Patients receiving neuromuscular blocking agents during anesthesia should be carefully monitored using quantitative approaches to ensure safety and optimal outcomes, according to recently released guidelines from the American Society of Anesthesiologists (ASA) and the European Association of Anaesthesiology and Intensive Care (ESAIC).

In a joint letter to the editor published in Anesthesiology, experts from both groups highlighted the importance of the guidelines, which were based on thorough, systemic review of existing literature (Published on June 2, 2023. doi:10.1097/ALN.0000000000004630).

“The data that were reviewed by the ASA guideline committee showed that the incidence of postoperative weakness because of residual effects of the paralyzing drugs was higher than what people had expected, and was leading to more postoperative breathing complications than was realized,” Michael W. Champeau, MD, the president of the ASA, told Anesthesiology News.

Neuromuscular blockers are commonly used in anesthesia to facilitate intubation and provide optimal conditions for surgery.
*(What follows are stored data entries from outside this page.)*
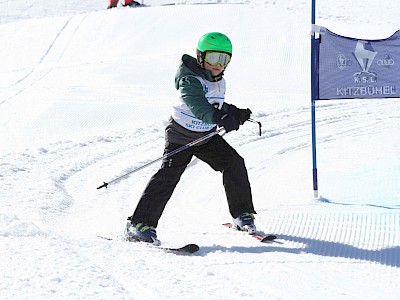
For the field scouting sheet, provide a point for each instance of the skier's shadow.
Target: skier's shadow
(386, 256)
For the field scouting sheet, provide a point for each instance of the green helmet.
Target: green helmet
(215, 41)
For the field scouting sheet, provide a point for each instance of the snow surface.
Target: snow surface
(85, 94)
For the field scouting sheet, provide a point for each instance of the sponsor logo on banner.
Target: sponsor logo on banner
(365, 68)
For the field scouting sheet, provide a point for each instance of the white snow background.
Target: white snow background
(85, 95)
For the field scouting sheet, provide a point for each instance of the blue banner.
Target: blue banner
(352, 68)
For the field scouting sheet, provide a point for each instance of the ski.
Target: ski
(263, 238)
(187, 249)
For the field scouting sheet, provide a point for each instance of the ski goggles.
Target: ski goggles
(217, 58)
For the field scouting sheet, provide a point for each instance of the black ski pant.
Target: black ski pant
(220, 156)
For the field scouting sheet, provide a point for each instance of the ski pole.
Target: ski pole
(184, 147)
(259, 125)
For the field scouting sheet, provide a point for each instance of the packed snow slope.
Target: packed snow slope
(85, 95)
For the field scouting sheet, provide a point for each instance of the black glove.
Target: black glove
(240, 114)
(226, 120)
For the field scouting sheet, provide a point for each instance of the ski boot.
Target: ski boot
(245, 222)
(139, 232)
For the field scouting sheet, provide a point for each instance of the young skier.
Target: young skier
(200, 109)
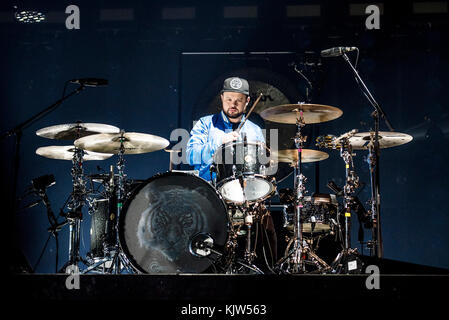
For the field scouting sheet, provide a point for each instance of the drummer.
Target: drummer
(211, 131)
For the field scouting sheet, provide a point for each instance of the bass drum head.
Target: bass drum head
(160, 218)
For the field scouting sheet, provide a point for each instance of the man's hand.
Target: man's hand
(230, 136)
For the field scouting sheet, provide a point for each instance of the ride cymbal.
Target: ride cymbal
(387, 139)
(73, 131)
(312, 113)
(291, 155)
(133, 143)
(67, 152)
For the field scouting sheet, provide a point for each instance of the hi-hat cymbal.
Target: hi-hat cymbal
(133, 143)
(312, 113)
(66, 153)
(387, 139)
(73, 131)
(291, 155)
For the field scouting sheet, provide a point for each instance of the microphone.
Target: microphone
(336, 51)
(346, 135)
(336, 189)
(90, 82)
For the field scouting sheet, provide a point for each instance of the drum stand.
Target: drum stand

Studies suggest that when patients receiving the medications are not actively monitored during surgery, the risk for postprocedure paralysis and lung problems, such as pneumonia and bronchitis, increases.
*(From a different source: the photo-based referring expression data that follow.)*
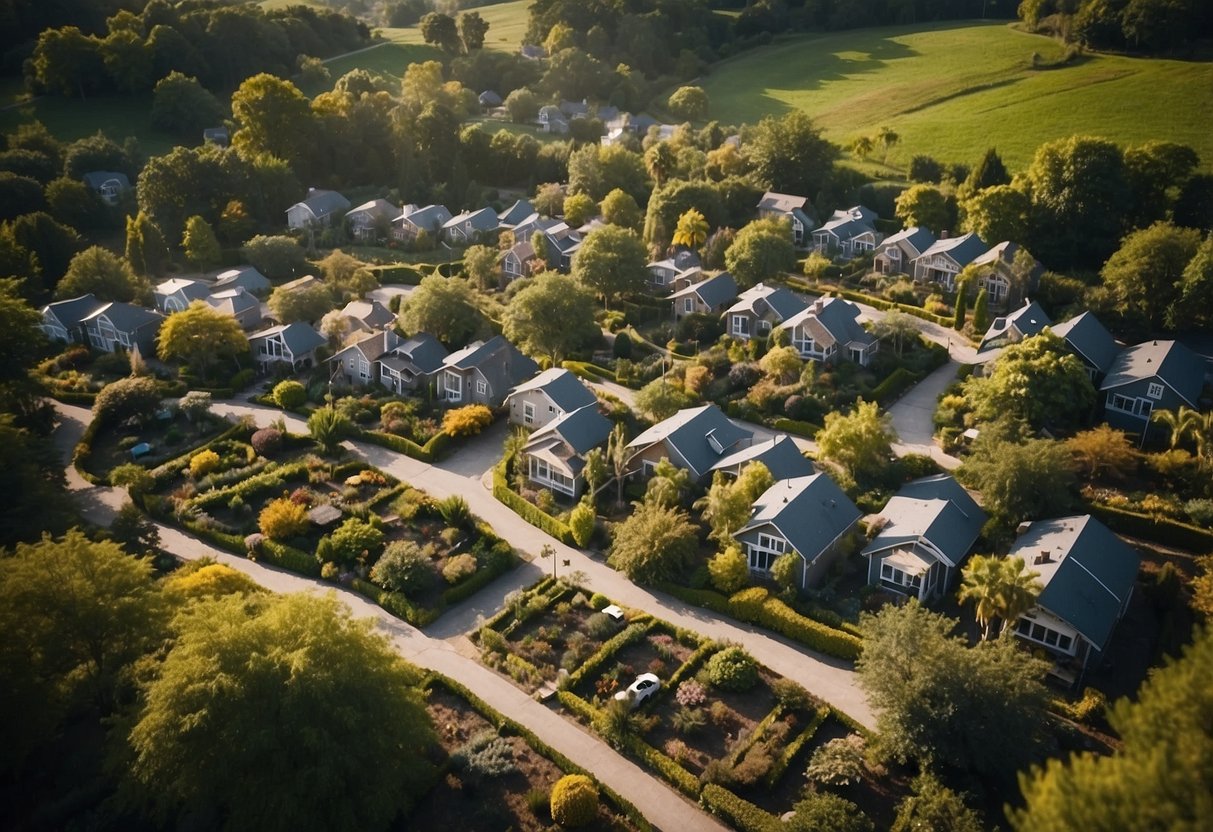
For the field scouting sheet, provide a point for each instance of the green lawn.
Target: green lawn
(954, 90)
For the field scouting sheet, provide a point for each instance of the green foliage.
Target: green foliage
(317, 660)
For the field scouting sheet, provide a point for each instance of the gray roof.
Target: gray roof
(1169, 362)
(935, 509)
(1088, 337)
(712, 291)
(809, 513)
(565, 391)
(1088, 575)
(694, 434)
(73, 311)
(782, 459)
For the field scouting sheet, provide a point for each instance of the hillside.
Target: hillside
(954, 90)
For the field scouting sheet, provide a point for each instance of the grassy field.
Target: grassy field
(954, 90)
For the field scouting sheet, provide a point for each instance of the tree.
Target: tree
(655, 543)
(104, 274)
(761, 251)
(1159, 779)
(200, 336)
(692, 231)
(1037, 381)
(1000, 588)
(924, 205)
(789, 154)
(1145, 274)
(1019, 480)
(444, 308)
(860, 442)
(553, 315)
(937, 697)
(611, 261)
(210, 697)
(688, 103)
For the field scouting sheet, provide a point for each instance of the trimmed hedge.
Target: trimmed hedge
(1157, 530)
(741, 814)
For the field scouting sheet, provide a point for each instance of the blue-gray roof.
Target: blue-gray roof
(1086, 570)
(1088, 337)
(565, 391)
(809, 513)
(934, 509)
(698, 438)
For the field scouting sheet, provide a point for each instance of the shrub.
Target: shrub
(467, 421)
(574, 801)
(733, 668)
(282, 519)
(289, 394)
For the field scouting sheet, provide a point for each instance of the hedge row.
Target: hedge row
(1157, 530)
(506, 495)
(565, 764)
(741, 814)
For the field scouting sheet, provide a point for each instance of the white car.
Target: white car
(639, 690)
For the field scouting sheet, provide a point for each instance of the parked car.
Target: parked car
(639, 690)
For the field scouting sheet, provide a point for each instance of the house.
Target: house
(483, 372)
(371, 221)
(758, 309)
(547, 397)
(1156, 375)
(929, 525)
(694, 438)
(121, 326)
(830, 330)
(1025, 322)
(63, 320)
(243, 277)
(290, 345)
(470, 227)
(318, 209)
(369, 315)
(176, 294)
(1087, 576)
(240, 305)
(413, 221)
(850, 233)
(795, 209)
(1087, 338)
(946, 258)
(804, 514)
(782, 459)
(895, 254)
(556, 452)
(108, 184)
(706, 297)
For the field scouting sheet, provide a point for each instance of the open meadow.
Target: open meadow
(952, 90)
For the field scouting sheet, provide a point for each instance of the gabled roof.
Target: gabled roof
(1169, 362)
(297, 336)
(1087, 576)
(961, 249)
(808, 512)
(934, 509)
(565, 391)
(779, 454)
(1086, 336)
(712, 291)
(700, 437)
(915, 238)
(73, 311)
(125, 317)
(782, 302)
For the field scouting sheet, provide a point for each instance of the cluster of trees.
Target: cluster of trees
(220, 44)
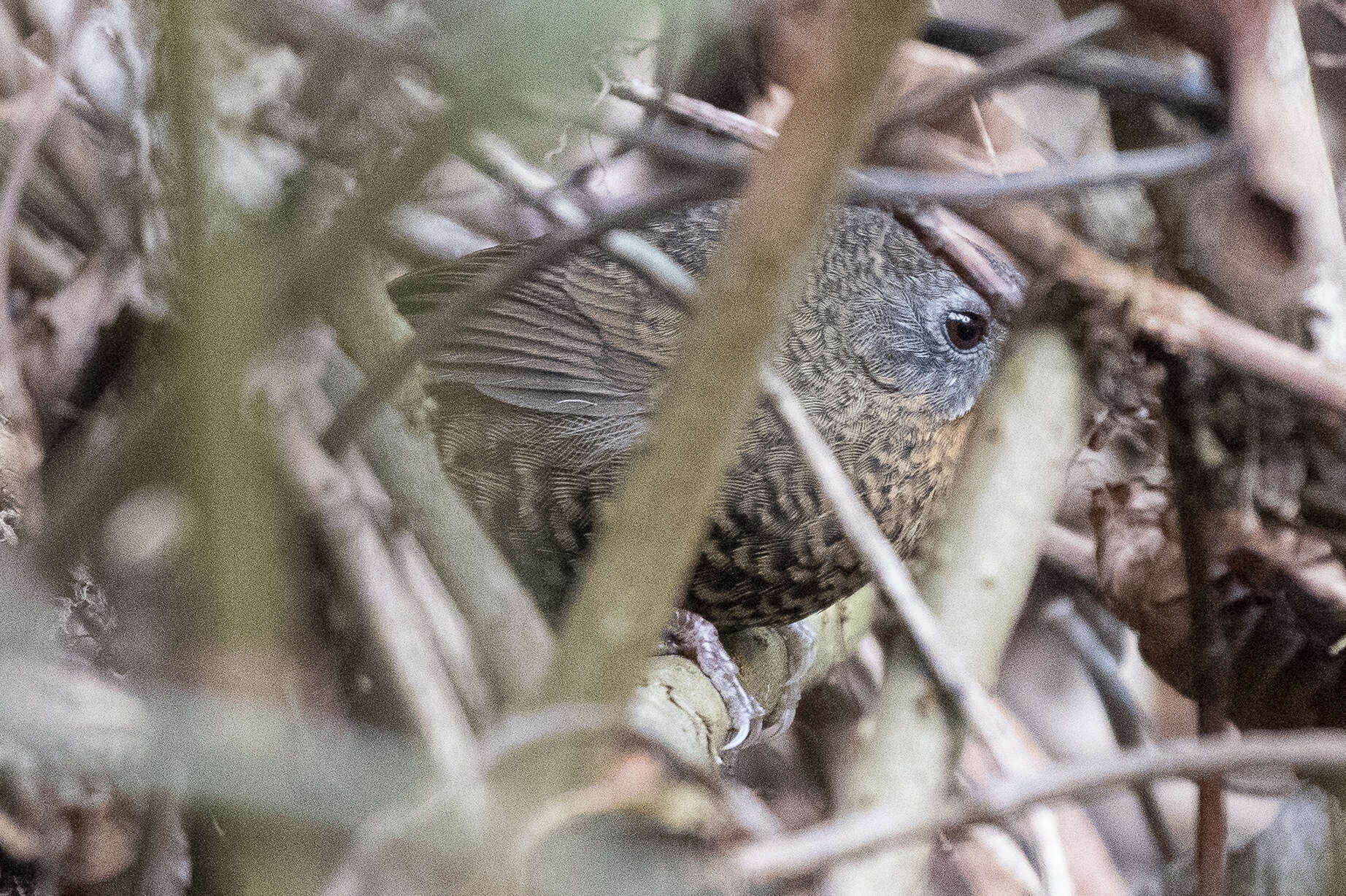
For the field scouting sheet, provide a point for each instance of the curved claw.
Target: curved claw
(801, 649)
(692, 637)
Champeau said the development of use of shorter-acting medications and a reliance on qualitative monitoring caused many healthcare professionals to feel they were adequately monitoring their patients.
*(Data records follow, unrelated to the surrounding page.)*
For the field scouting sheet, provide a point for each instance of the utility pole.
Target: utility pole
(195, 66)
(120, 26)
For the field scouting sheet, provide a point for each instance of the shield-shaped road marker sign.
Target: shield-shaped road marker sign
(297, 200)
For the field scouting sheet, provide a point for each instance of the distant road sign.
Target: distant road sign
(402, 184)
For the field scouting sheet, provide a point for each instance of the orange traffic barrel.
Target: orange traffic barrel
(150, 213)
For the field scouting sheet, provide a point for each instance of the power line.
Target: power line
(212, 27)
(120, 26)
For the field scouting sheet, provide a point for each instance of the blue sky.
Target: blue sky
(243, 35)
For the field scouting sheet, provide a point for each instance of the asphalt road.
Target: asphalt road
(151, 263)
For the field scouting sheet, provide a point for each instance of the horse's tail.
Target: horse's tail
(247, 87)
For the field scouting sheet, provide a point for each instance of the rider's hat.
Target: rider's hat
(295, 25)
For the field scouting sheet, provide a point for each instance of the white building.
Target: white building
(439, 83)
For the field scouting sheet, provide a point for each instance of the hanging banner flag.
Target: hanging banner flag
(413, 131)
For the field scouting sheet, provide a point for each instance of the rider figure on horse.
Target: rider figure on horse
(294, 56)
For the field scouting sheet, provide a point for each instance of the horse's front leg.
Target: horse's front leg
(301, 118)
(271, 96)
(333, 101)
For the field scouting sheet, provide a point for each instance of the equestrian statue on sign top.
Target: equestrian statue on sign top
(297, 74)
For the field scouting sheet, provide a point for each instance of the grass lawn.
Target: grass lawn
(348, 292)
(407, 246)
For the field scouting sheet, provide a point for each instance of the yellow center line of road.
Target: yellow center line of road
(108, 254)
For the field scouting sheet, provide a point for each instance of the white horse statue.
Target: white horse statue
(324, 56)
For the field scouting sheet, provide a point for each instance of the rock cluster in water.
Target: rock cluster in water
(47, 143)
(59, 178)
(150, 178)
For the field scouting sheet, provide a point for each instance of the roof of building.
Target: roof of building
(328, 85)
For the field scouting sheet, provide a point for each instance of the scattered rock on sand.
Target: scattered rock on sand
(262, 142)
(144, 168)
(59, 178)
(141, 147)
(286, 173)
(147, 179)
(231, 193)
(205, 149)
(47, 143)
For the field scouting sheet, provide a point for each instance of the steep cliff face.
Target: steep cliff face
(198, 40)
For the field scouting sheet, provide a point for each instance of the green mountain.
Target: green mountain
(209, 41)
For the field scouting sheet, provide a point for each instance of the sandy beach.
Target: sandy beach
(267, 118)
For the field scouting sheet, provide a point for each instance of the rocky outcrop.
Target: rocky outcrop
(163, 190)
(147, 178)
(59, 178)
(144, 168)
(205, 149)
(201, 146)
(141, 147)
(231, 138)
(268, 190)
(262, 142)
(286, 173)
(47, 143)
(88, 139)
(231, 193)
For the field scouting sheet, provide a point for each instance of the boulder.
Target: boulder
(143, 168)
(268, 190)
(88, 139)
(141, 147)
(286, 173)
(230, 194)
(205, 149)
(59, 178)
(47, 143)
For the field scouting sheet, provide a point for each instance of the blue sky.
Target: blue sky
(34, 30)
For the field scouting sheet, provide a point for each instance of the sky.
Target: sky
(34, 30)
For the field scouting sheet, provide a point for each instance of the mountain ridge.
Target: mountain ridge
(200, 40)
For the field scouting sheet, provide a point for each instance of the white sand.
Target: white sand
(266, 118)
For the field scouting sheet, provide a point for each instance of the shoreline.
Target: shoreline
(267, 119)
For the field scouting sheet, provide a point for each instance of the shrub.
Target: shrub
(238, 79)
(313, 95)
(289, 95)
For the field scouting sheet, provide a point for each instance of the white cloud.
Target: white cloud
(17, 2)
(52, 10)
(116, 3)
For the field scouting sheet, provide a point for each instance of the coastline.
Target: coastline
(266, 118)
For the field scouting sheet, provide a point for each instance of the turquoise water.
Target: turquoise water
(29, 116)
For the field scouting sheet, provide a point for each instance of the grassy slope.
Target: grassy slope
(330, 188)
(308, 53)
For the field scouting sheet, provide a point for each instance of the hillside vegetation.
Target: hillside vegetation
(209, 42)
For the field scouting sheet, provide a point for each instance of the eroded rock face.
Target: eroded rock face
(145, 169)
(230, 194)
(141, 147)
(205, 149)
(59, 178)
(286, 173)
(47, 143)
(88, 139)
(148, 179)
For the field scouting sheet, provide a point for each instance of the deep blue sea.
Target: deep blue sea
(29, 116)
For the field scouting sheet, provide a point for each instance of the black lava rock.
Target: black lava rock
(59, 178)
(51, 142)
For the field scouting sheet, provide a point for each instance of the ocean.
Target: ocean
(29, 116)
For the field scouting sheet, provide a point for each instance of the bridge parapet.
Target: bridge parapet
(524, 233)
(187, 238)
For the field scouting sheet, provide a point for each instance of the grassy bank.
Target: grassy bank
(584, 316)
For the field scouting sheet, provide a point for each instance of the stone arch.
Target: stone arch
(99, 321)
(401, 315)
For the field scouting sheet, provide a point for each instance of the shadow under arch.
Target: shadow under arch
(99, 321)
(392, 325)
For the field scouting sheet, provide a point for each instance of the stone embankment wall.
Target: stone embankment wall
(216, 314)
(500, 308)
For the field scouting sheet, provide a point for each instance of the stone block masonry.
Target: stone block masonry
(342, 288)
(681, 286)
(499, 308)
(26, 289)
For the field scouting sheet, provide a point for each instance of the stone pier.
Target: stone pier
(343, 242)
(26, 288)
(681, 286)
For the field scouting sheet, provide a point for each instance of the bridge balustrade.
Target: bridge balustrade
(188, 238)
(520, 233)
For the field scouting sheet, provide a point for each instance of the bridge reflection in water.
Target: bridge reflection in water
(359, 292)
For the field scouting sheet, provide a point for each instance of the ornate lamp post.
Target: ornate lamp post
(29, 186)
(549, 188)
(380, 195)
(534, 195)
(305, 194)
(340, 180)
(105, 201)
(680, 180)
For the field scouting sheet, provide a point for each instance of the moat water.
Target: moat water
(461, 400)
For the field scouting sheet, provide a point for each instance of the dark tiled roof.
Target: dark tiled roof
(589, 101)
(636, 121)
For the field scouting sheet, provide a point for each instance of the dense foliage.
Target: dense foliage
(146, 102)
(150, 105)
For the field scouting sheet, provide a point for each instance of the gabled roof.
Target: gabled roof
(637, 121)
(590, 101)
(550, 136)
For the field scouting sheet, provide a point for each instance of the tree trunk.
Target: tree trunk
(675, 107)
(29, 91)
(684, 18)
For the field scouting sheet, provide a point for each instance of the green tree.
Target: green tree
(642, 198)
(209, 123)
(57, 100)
“In the old days, the only available muscle relaxants were very long-acting,” he said. “All of us were in the habit of routinely giving reversal drugs at the end of the case. We could tell from the limited monitoring we had available that there was still some effect of those drugs and that patients had some degree of residual weakness or paralysis from them.

“As muscle relaxants became shorter acting, many of us often felt that enough time had gone by since the medicines had been given, and using the qualitative monitoring that we had—or using clinical signs such as watching the patient hold their head up—was sufficient to be reassured that there was no significant residual neuromuscular block,” he continued.

The data, however, told a different story.

One example comes from a recent European survey of 17,150 individuals who had received neuromuscular blocking agents. The report found that neuromuscular monitoring was not performed in more than half of patients, and that this inappropriate management increased the rate of residual paralysis and relaxant-associated postoperative pulmonary complications (Lancet Respir Med 2019;7:129-140).

Both the U.S. and European guidelines were developed to address such issues (Anesthesiology 2023;138:13-41 and Eur J Anaesthesiol 2023;140:82-94).

Key to the guidelines are a few steps, which are outlined in the joint letter:

  • restructuring the clinical environment by placing quantitative monitors in all anesthetizing locations;
  • employing education efforts in anesthesia departments and with individual physicians;
  • providing performance feedback in the department and for individual physicians; and
  • appointing a local champion who is supported by leaders.

Champeau noted that, as is true for many advances in medicine, adoption of the guidelines may take time.

“Implementation will go more slowly in lesser-resourced environments,” he said. “Education is different if you are in a 60-OR major medical center than if you are in a one- or two–OR, freestanding surgery center.”

Larger organizations, he said, often benefit from the personalized attention of manufacturers.

“If you are in a major hospital and product orders are large, you get the attention of the vendors. They send in representatives and educators to train. That is a best-practice scenario.”

Despite the challenges posed by implementation, Champeau stressed the importance of the guidelines—highlighted by the fact that both U.S. and European organizations developed their strikingly similar recommendations while working entirely independently.

“Neither organization was aware that the other was working on this,” he noted. “With COVID, we just weren’t in as much contact with one another. We thought it was remarkable that both of us came to the same conclusion.”

Much of the impetus to draft the letter to the editor was to maximize publicity in order to drive change. While implementation may take time, the effort is well worth the reward to both patients and providers.

“A lot of people may say, ‘Oh, this just isn’t a big problem,’” Champeau said. “But the data showed that in fact it is more of a problem than we thought. The guidelines are based upon the strength of the data.”

—Ethan Covey


Champeau is the president of the American Society of Anesthesiologists and a member of the board of the ASA. He is an employee, 16% owner and a member of the board of the Associated Anesthesiologists Medical Group, Inc. His wife, now retired, was an employee and a minor shareholder of Palo Alto Foundation Medical Group.